The last one is the most recent - a month ago - could it be useful, and if so, what do I do with it (if anything)?

edit: I did this, just in case …

ssh root@192.168.1.194 "tar czf - -C /mnt/mainraid/ix-applications/backups/ system-update--2024-07-09_17:00:02" > ~/TN_app_backup/system-update-backup.tar.gz

ABain · August 7, 2024, 6:05pm

Which release are you on? I know your my NAS says general latest, can you confirm it is up to date with 24.04.2?

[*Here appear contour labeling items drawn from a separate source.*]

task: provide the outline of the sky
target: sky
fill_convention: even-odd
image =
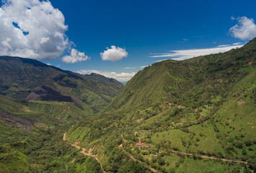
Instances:
[[[121,82],[165,60],[225,52],[256,37],[255,0],[4,0],[0,56]]]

E_B · August 7, 2024, 6:09pm

Hello

Yes - Dragonfish-24.04.2 - the latest (perhaps I ought to edit that signature part to make it explicit - I did wonder about that … edit - I have edited it!).

E_B · August 7, 2024, 10:36pm

contents of the deleted posts above were copied into the main post to improve readability

I tried unsetting and resetting; I tried moving from a static IP to DHCP (it’s th eonly thing I have changed that I can think of) and I tried to install a new version of an app, but I can’t install because the service isn’t running.

The only remaining option I can think of is to reinstall Scale but I am keen to try something else first

Protopia · August 8, 2024, 11:02am

I know I am probably preaching to the converted here, but one lesson from this seems to be to ask here for advice BEFORE trying out what someone else suggests in a prior post as a fix for their problem which may or may not be the same as yours.

I know that people often say that “asking for forgiveness afterwards can be easier than asking for permission before” but when it comes to technical problems where you can easily make a problem far worse by trying the wrong fix this is most often not the case.

E_B · August 8, 2024, 11:06am

I know, I agree - you’re right. I never learn. (I thought I’d be able to fix it because the symptoms seemed similar …).

Luckily for me this “apps” stuff is only a hobby aspect (and the NAS data storage is robust and safe) and I’m not looking after a hospital or company!

E_B · August 8, 2024, 6:36pm

I tried everything I could think of, and then reinstalled Scale 24.04.2 (and uploaded a recent config).

Even that hasn’t fixed it:

Doomed …doomed

E_B · August 9, 2024, 10:33am

This time my experiments worked, along the lines of

unset pool
delete the ix-applications dataset
reboot
set pool

I then did # watch -d k3s kubectl get pod -A

until I saw

and also

at which point I was satisfied that the problem was solved, inasmuch as I can now reinstall the apps (four out of the five will take a few tens of minutes, the last one I can’t remember how I first did it a couple of years ago and I’ve not needed to touch it since !).

It’s true that I may perhaps have made things worse along the way, but I did want to make progress now, whilst I had the opportunity, so I did my best by following various posts here and elsewhere.